MLive recently announced job cuts as part of a reorganizations
Credit WMUK

Western Michigan University Journalism Professor Sue Ellen Christian says thanks to cuts at newspapers “There’s never been a better time to be a corrupt local politician.” 

Christian says the watchdog role of journalism has been hindered by the cutbacks in the news industry. She was a reporter for the Chicago Tribune and other newspapers before becoming a professor. WMUK’s Gordon Evans spoke with Christian and Rick Gershon, the co-director of Telecommunications and Information Management in Western’s School of Communication, about the future of the newspaper and media industry.

MLive recently announced the elimination of 29 jobs as part of a reorganization. Cutbacks at newspapers are a trend nationally, and internationally as well, according to Gershon. He says it’s not for lack of readership, but “nothing beats free.” Christian says the other problem newspapers face is demographics. The audience for newspapers is aging and newspapers are struggling to make up revenue that no longer comes in from classified revenue. Christian says that has led to a big decrease in the number of people working in newsrooms nationwide.

Gershon says the transition is toward news as a service, rather than a publication.
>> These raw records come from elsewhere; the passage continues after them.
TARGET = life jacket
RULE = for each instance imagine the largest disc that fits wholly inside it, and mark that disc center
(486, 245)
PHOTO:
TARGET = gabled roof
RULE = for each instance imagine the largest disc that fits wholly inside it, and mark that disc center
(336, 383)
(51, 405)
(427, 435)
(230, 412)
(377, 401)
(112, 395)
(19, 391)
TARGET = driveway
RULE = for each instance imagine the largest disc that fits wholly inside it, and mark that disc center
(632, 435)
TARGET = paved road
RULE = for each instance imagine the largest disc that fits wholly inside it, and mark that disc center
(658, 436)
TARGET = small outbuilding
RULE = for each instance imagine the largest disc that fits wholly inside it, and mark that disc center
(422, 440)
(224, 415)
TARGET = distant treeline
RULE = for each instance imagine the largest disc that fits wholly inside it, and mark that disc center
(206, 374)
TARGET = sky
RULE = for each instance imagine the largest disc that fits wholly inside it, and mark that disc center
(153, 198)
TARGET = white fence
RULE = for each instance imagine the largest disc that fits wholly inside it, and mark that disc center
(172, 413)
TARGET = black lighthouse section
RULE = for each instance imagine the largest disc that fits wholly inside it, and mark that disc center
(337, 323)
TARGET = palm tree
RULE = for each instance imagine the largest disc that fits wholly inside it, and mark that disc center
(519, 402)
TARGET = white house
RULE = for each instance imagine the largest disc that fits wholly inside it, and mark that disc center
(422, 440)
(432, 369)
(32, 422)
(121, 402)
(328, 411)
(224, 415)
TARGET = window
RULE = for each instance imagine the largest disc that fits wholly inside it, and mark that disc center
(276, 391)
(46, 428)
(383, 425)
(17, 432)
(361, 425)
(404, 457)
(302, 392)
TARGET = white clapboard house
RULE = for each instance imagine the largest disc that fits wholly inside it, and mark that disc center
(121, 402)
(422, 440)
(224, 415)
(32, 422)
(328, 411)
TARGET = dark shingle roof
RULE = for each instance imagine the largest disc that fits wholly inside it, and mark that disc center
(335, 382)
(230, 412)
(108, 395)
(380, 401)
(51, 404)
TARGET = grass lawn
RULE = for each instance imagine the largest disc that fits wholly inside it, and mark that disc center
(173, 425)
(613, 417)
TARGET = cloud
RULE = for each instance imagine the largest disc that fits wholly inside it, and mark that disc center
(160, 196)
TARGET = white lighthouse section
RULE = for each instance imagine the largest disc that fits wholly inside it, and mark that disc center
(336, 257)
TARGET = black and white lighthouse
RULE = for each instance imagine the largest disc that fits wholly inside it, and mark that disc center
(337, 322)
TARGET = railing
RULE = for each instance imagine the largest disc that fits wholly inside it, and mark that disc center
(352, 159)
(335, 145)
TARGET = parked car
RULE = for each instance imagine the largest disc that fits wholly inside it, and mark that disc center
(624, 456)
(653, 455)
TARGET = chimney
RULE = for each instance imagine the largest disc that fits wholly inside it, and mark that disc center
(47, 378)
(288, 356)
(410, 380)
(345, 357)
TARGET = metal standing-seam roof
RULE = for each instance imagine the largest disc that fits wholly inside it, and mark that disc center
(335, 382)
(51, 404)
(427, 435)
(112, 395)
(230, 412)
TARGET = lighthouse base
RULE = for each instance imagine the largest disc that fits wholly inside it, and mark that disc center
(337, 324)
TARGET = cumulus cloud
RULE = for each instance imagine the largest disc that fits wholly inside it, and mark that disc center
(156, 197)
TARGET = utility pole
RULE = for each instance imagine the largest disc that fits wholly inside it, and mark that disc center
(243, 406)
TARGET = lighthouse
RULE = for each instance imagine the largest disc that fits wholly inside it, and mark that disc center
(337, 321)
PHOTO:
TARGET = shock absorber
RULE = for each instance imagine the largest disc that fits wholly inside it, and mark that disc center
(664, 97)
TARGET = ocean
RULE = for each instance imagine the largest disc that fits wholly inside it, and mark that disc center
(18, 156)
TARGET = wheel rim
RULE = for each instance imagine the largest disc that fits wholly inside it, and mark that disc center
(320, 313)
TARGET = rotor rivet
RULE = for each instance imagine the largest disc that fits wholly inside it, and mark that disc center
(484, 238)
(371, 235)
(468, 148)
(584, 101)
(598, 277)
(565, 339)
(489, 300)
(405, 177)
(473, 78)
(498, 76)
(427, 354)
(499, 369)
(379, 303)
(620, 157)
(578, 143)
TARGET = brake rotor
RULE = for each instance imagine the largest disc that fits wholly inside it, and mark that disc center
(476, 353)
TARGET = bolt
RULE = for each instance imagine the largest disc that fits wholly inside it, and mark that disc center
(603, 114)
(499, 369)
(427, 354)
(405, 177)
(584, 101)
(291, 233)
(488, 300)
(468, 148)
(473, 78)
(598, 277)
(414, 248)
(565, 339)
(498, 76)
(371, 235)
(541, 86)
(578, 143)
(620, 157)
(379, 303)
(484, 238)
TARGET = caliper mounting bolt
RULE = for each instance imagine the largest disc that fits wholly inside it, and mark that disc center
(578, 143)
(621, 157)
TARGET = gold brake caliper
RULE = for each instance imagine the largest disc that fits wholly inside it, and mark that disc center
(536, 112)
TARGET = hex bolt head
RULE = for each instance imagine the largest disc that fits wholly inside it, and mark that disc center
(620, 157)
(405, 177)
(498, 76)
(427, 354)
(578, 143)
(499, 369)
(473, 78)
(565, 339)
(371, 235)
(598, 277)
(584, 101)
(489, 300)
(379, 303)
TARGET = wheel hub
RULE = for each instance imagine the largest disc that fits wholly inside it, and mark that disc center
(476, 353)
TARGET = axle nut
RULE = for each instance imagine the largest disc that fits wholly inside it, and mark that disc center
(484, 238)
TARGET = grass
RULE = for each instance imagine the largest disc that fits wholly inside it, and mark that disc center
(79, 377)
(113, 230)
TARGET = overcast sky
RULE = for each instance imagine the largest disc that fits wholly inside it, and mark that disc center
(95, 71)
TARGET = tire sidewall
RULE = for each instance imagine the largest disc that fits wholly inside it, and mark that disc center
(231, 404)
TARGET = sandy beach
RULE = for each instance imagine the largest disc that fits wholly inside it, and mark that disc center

He says the “digital lifestyle” is here to stay. Christian says mobile is the top method of news delivery. She says the “pay walls” that have been created by news organizations may be the future of the industry. Christian says news organizations like MLive which have recently announced cutbacks, are doing the best with the resources they have left. But she says they are trying to cover the community in a challenging environment

How to pay for good reporting is an ongoing question. Gershon says public radio’s example of asking listeners for money is one model. He says there may be more efforts to find philanthropic support for reporting. Christian says while citizen journalism may uncover some stories. But she says professional journalists play an important role in informing the public.

Asked about the news industry in ten years, Gershon says “high tech, high touch” is the best case scenario. He says readers having the option of good digital content and still being able to read newspaper. Christian says devices will allow lots of people to gather news. But she says professional reporters need to play a role in verifying and “fact checking” what citizens report.